Description Alex Stupnikov 2020-03-09 10:01:16 UTC
Description of problem:

Customer reported a case when cinder failed to flatten RBD volume and caused RBD segfault [1], [2]. I thought that it is some bug known to Ceph people, but Steve Baldwin told me that he is not familiar with any related Ceph bugs. At the same time Steve found upstream cinder bug: https://bugs.launchpad.net/cinder/+bug/1794956

Its upstream fix https://review.opendev.org/#/c/606038/ was blocked by core developer because he thinks that this issue should be addressed in RBD library.
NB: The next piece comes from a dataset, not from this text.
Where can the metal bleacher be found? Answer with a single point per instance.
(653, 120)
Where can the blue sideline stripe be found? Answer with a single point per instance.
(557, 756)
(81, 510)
I believe that the best way to move this issue forward is to ask cinder developers to double-check everything and report ceph bug if it is the best way to address the issue.

This is a production customer-facing environment, so our highest priority is a work-around.


[1]
2020-03-04 11:32:42.401 34 INFO cinder.volume.drivers.rbd [req-5c33fbbe-6b74-41f1-9bad-34513abc14bb ccc1366cf96a4eea841b6abc76eff8cb a66b85c4cb754fb685e5b2ae2d122422 - default 5dc670a1c5504b2585471a079d480742] maximum clone depth (5) has been reached - flattening dest volume
2020-03-04 11:32:55.260 8 INFO oslo_service.service [req-37eb96f7-efee-40e2-b623-6c6d121f921d - - - - -] Child 34 killed by signal 11
2020-03-04 11:32:55.266 4156 INFO cinder.service [-] Starting cinder-volume node (version 12.0.8)
2020-03-04 11:32:55.277 4156 INFO cinder.volume.manager [req-eb04731f-389d-4795-9f9e-1bf79ce5c5d8 - - - - -] Starting volume driver RBDDriver (1.2.0)
2020-03-04 11:32:55.525 4156 INFO cinder.keymgr.migration [req-3b7439fa-c371-4480-b7e2-9b4e229286db - - - - -] Not migrating encryption keys because the ConfKeyManager is still in use.
2020-03-04 11:32:55.532 4156 INFO cinder.volume.manager [req-eb04731f-389d-4795-9f9e-1bf79ce5c5d8 - - - - -] Driver initialization completed successfully.
2020-03-04 11:32:55.535 4156 INFO cinder.manager [req-eb04731f-389d-4795-9f9e-1bf79ce5c5d8 - - - - -] Initiating service 17 cleanup
2020-03-04 11:32:55.538 4156 INFO cinder.manager [req-eb04731f-389d-4795-9f9e-1bf79ce5c5d8 - - - - -] Service 17 cleanup completed.
2020-03-04 11:32:55.612 4156 INFO cinder.volume.manager [req-eb04731f-389d-4795-9f9e-1bf79ce5c5d8 - - - - -] Initializing RPC dependent components of volume driver RBDDriver (1.2.0)
2020-03-04 11:32:55.677 4156 INFO cinder.volume.manager [req-eb04731f-389d-4795-9f9e-1bf79ce5c5d8 - - - - -] Driver post RPC initialization completed successfully.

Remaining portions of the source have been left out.